A former educator at a now-closed online charter school in Ohio says a legal fight has hurt not just the school but the 12,000 students it served.
ECOT Academy, the largest online school in the state, was forced to shut down as it fights the Ohio Dept. of Education in court.
Citing questionable student attendance numbers, the state has demanded millions of dollars for public school funds that flowed to the private company.
Two state courts have ruled against ECOT and an appeal is now pending before the Ohio Supreme Court over a $60 million demand, The Columbus Dispatch has reported.
Laura Beth McNamara, a former ECOT assistant principal, tells OneNewsNow that the Dept. of Education has forced ECOT to pay back $2.5 million a month and that figure has now been raised to $4 million.

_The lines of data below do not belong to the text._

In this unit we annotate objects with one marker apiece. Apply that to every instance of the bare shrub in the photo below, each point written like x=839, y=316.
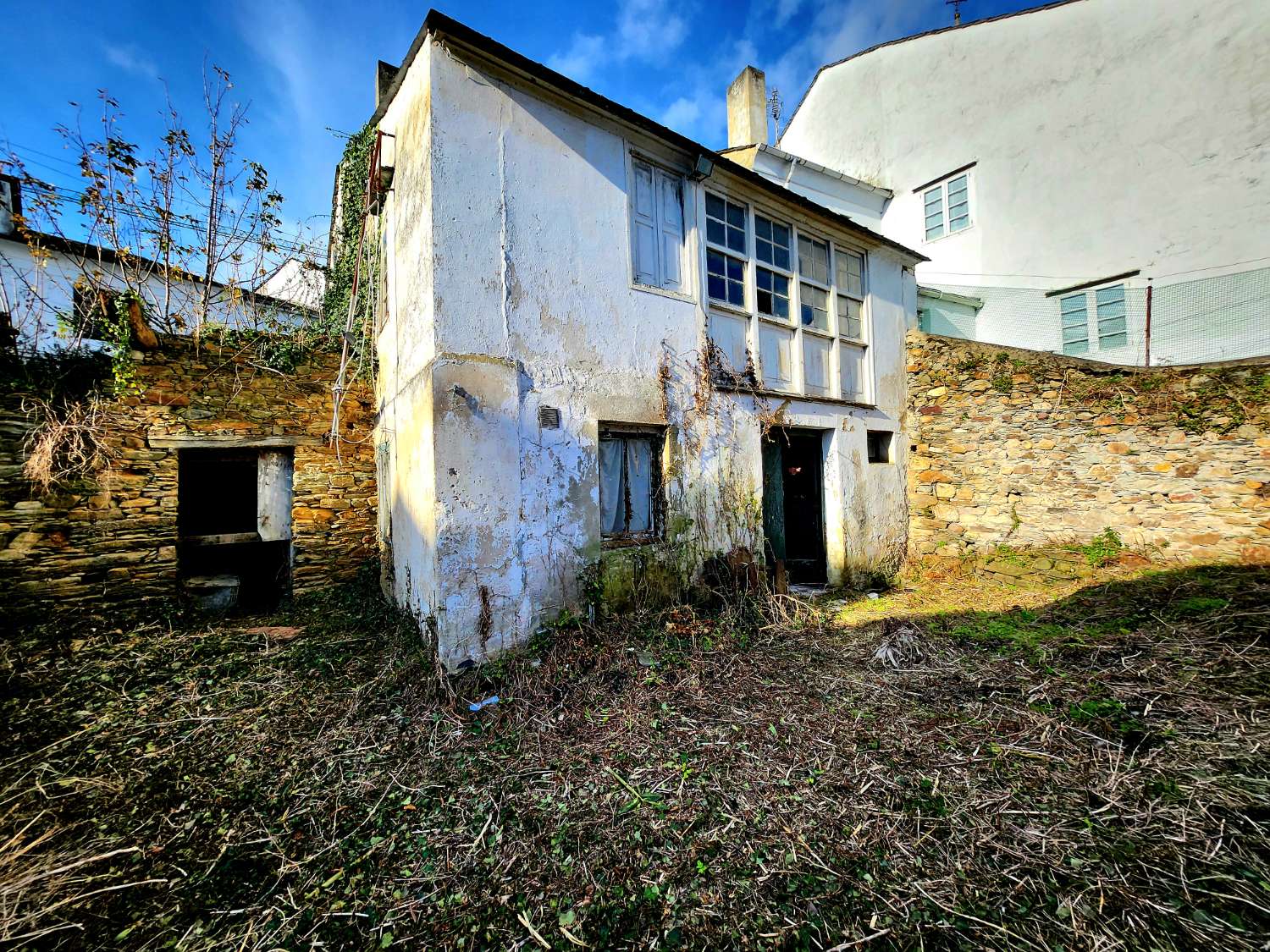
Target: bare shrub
x=68, y=443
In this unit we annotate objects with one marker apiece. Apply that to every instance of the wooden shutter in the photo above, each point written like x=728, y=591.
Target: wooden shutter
x=670, y=193
x=644, y=231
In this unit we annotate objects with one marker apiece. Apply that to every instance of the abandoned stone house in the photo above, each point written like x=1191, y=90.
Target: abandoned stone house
x=609, y=355
x=218, y=477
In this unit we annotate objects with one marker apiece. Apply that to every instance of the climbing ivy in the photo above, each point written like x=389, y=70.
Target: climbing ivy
x=351, y=192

"And it just seemed like it was strategically done to put us out of business," she claims, "before we had our chance for due process, before we had our day in court."
The online school was forced to close last week, and McNamara says that means that students who live in dangerous neighborhoods, or who are bullied at school or have health issues, cannot use ECOT any more.
Some state legislators have come to ECOT's defense during its appeal process and in particular the students affected by the mid-year closing, the newspaper story reports.
The situation has also caught the attention of Christian organizations in Ohio that are encouraging the state to take action to re-open the online school.